「ピザ……?」
「ああ」
二人で一人分のピザを分け合う。仲良く二人で。か、どうかはわからないけど、それでも分けて食べる。少しだけ、一切れだけC.C.の方が多くて、そんな当たり前だった事に笑いながら、手をベタベタにして食べる。何故だか食べるペースが遅くて、そんな自分に苛立ちながらも、二人でピザを食べる。
「…この味、懐かしいな」
「ああ」
そういえば、どれぐらい食べてなかっただろうか。少し前は毎日嫌になるぐらい食べるのが日常の一つだったのに。何時からそれすらも忘れてしまったのだろうか。C.C.はC.C.なりに、俺に気を使っていたのか。なんて普段は絶対に考えない事も、今は素直に考えられていた。
人は成長する。良い意味でも、悪い意味でも。
「前より、美味しく感じる」
「そうか?」
「間違いない。だって毎日感じていた味だから」
「久しぶりだから、そう感じるだけだろう?」
「二人で、食べてるから」
「………そうかもしれないな」
予期もしないC.C.の台詞が、俺の心をくすぐった。悔しいが、そう言われてしまうと美味しく感じてしまう。

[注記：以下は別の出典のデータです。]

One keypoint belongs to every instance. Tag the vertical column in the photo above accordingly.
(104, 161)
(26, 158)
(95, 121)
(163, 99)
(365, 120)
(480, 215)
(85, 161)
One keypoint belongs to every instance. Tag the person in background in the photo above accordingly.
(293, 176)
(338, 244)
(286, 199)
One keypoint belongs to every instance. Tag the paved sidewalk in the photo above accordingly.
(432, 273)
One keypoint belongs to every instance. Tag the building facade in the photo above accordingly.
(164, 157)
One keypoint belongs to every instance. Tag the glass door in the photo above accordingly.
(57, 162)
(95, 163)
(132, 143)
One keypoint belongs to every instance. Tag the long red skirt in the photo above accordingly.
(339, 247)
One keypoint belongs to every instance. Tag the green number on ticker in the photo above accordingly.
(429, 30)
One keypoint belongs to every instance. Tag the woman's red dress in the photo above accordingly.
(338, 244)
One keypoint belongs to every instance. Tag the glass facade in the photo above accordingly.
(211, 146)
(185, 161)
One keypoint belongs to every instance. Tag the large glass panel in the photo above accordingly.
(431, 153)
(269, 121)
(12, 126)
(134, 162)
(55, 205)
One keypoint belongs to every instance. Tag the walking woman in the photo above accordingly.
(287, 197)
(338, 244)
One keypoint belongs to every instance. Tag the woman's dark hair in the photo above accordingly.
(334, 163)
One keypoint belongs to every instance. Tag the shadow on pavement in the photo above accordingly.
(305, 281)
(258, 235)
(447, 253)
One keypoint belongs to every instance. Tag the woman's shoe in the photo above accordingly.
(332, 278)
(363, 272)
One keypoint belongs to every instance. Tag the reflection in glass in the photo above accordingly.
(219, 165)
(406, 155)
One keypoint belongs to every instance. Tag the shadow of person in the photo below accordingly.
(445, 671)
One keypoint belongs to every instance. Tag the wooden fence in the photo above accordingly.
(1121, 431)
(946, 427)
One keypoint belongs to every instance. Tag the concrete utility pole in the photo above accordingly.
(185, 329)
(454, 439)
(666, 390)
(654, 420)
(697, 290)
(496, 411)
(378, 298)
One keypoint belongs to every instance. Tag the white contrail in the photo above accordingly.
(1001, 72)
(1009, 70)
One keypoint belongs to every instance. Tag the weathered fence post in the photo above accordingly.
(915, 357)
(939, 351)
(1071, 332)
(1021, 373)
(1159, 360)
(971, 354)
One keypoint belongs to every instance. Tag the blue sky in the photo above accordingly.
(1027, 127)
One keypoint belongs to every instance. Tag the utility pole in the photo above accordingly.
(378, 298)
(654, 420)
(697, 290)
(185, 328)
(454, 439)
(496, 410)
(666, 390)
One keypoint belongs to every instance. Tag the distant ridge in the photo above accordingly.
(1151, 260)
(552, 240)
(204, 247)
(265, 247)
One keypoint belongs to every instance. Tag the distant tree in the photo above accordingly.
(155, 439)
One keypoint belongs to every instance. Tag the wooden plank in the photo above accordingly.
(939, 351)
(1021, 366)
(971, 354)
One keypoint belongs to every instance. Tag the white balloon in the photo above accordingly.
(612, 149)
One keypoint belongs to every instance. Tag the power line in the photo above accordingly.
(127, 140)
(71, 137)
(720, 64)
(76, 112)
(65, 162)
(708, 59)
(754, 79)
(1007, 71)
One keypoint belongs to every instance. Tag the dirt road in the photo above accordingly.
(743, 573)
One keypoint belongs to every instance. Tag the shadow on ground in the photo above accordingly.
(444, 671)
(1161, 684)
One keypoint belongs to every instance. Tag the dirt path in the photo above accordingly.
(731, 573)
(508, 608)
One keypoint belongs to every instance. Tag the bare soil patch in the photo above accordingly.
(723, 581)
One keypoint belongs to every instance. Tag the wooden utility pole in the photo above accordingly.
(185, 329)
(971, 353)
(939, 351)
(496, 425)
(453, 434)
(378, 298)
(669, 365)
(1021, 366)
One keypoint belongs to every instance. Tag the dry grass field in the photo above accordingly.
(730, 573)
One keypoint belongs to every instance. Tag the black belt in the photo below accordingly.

ふと、瞳があってしまった。視線が交差する。悪戯っぽく笑っていたその表情は、歳相応の少女のようで、本当に可愛らしくて、純粋に綺麗な笑顔だった。
「ふふ、美味しいな」
「……あぁ、お前と一緒だからな」
C.C.の笑顔が止まった。それだけで満足して、ピザをまた一口入れた。
ただのピザ。それでも顔がにやけてしまうほど美味しかった。
――――――――――
「もう、終わるんだな」
C.C.……彼女の呟きに、強く握り返す。未来の終わりが直ぐ其処にある。生ぬるい風と、高鳴る鼓動。時間が経つたびに、身体、心の何処からか熱い何かが噴出しているような錯覚。

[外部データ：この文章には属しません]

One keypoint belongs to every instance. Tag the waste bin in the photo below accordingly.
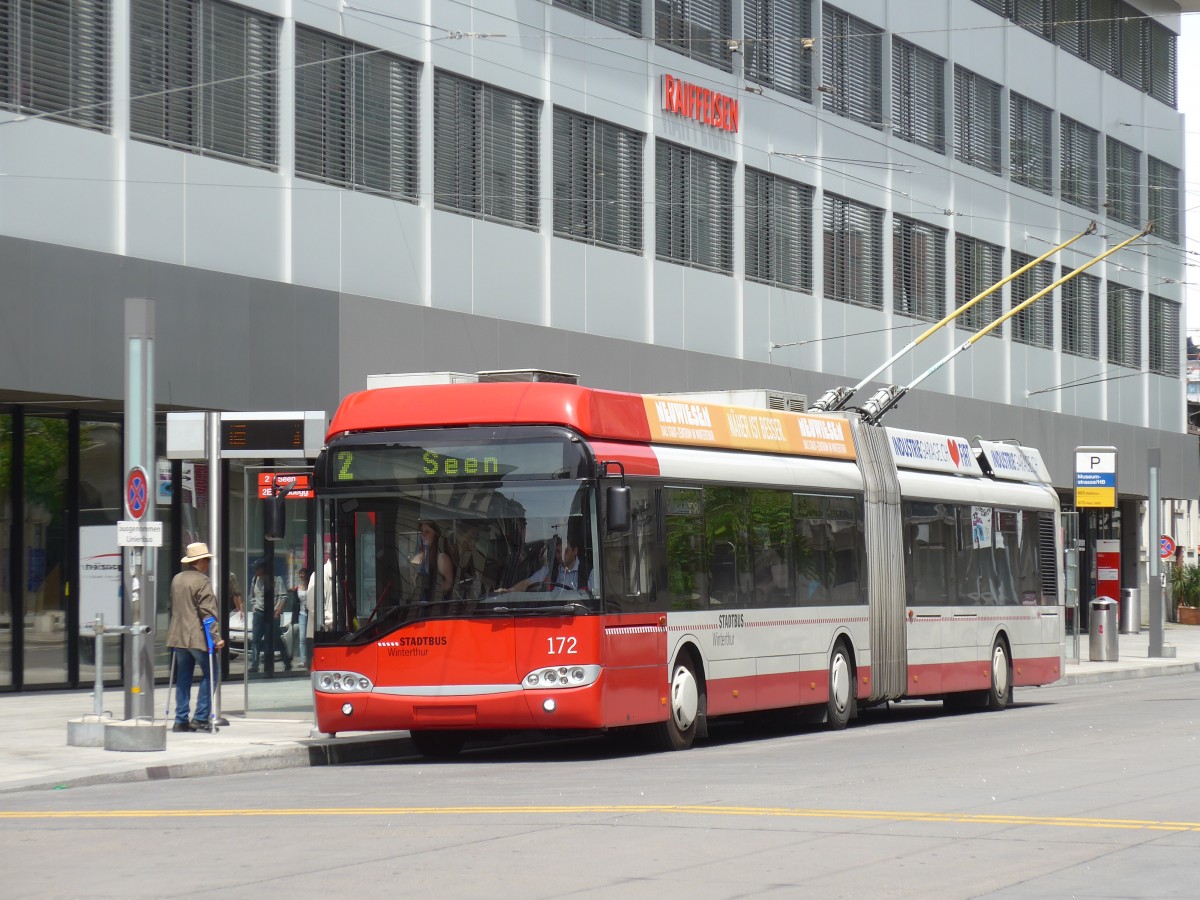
(1102, 630)
(1131, 611)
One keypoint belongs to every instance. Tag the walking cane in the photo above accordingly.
(208, 640)
(171, 684)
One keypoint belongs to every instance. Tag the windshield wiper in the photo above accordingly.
(556, 610)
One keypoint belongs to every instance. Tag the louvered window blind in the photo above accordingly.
(1033, 324)
(1123, 183)
(694, 208)
(853, 252)
(1030, 148)
(1163, 71)
(1081, 316)
(1102, 35)
(976, 120)
(598, 181)
(1032, 15)
(1113, 35)
(357, 115)
(1163, 195)
(997, 6)
(1069, 18)
(779, 231)
(54, 59)
(852, 67)
(918, 95)
(1164, 336)
(701, 29)
(1078, 163)
(1125, 317)
(485, 151)
(918, 269)
(774, 55)
(203, 78)
(977, 267)
(625, 15)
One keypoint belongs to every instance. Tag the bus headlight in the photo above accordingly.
(561, 677)
(341, 682)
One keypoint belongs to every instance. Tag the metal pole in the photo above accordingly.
(1157, 617)
(139, 603)
(219, 568)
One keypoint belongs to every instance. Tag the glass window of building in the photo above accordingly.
(1125, 319)
(853, 252)
(694, 208)
(700, 29)
(1163, 197)
(779, 231)
(1079, 169)
(918, 269)
(203, 78)
(976, 120)
(775, 55)
(485, 151)
(1033, 324)
(918, 95)
(1081, 316)
(625, 15)
(1030, 143)
(1123, 183)
(1162, 76)
(357, 115)
(1068, 28)
(852, 67)
(54, 59)
(1102, 34)
(977, 267)
(1164, 336)
(598, 181)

色々なモノを捨ててきた。それは親友であり、過去であり、兄弟であり、仲間であり、自分でもあった。もう、捨てた物は拾えない。歩いてきた過去は見れない。それでも、此処まで来た。綺麗とも、大切とも言い切れないこの思い出と、彼女への想いは胸にまだある。
だから―――
「C.C.」
「…ルルーシュ?」
彼女の顔が直ぐ傍にある。後ろには真っ赤に染まった地上の星。
「終わらせよう、俺とお前、二人で」
「…ああ、二人で始めたのだから、二人で終わらせよう」
C.C.を力強く抱きしめる。愛しい、愛しい想いを包むように。もう戻ってこない思い出をかき集めるように、二度と掴めない輝きをかき集めるように、迎えられない未来をかき集めるように。
今はただ、彼女と二人で居たかった。